Hello HN!
I became frustrated with the unpredictible/poor match quality and opaqueness of "relevance scores" in existing fuzzy and fulltext search libs, so I tried something different and this is the result. The main selling point is the result quality / ordering, with best-in-class memory overhead and excellent performance being bonuses. The API is pretty stable at this point, but looking for feedback before committing to 1.0.
TL;DR
The test corpus is a 4MB json file with 162k words/phrases, so give it a second for initial download.
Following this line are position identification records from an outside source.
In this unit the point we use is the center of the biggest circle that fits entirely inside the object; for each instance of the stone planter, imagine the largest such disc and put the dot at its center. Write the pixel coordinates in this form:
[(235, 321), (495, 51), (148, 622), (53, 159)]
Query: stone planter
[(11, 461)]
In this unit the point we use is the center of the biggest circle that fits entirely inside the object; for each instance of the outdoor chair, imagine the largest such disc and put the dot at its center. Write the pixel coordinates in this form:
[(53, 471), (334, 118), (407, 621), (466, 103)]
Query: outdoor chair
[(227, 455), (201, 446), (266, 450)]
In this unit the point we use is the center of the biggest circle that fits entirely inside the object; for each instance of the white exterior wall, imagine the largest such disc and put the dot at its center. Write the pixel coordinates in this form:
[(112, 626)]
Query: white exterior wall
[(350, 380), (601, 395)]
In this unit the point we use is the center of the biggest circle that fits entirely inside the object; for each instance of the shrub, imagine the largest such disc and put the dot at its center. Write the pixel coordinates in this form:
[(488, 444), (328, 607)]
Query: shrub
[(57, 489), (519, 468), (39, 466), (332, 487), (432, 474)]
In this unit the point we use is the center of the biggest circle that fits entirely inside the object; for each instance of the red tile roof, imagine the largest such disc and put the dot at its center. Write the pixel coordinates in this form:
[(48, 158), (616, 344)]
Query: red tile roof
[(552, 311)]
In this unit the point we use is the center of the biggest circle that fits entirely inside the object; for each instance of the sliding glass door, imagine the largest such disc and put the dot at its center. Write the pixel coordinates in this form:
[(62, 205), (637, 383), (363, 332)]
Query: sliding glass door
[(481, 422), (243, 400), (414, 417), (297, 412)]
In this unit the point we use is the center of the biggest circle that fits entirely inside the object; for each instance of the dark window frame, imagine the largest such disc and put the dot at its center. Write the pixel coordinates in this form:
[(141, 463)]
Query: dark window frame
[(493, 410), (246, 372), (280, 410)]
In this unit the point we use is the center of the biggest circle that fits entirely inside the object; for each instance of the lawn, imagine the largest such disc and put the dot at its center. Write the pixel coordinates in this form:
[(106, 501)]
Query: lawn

You can also drag/drop your own text/json corpus into the UI to try it against your own dataset.
Live demo/compare with a few other libs (there are many more in the codebase, in various states of completion, WIP):
https://leeoniya.github.io/uFuzzy/demos/compare.html?libs=uF...
In isolation for perf assessment:
https://leeoniya.github.io/uFuzzy/demos/compare.html?libs=uF...
To increase fuzziness and get broader results, try setting intraMax=1 (core) and enable outOfOrder (userland):
https://leeoniya.github.io/uFuzzy/demos/compare.html?libs=uF...
Also play with the sortPreset selector to swap out the default Array.sort() for one in userland that prioritizes typehead-ness (the resultset remains identical).
Still TODO:
- Example of stripping diacritics
- Example of using non-latin charsets
- Example of prefix-caching to improve typeahead perf even further
- Example of poor man's document search (matching multiple object properties)
That's all, thanks!
I am also quite frustrated with the current state of full text search in the javascript world. All libs I've tried miss the most basic examples and their community seems to ignore it. Will give yours a try but it already looks much better from the comparison page.
Edit: Nope, your lib doesn't seem to handle substitution well (THE most common type of typo), so yep, we are back to square one ...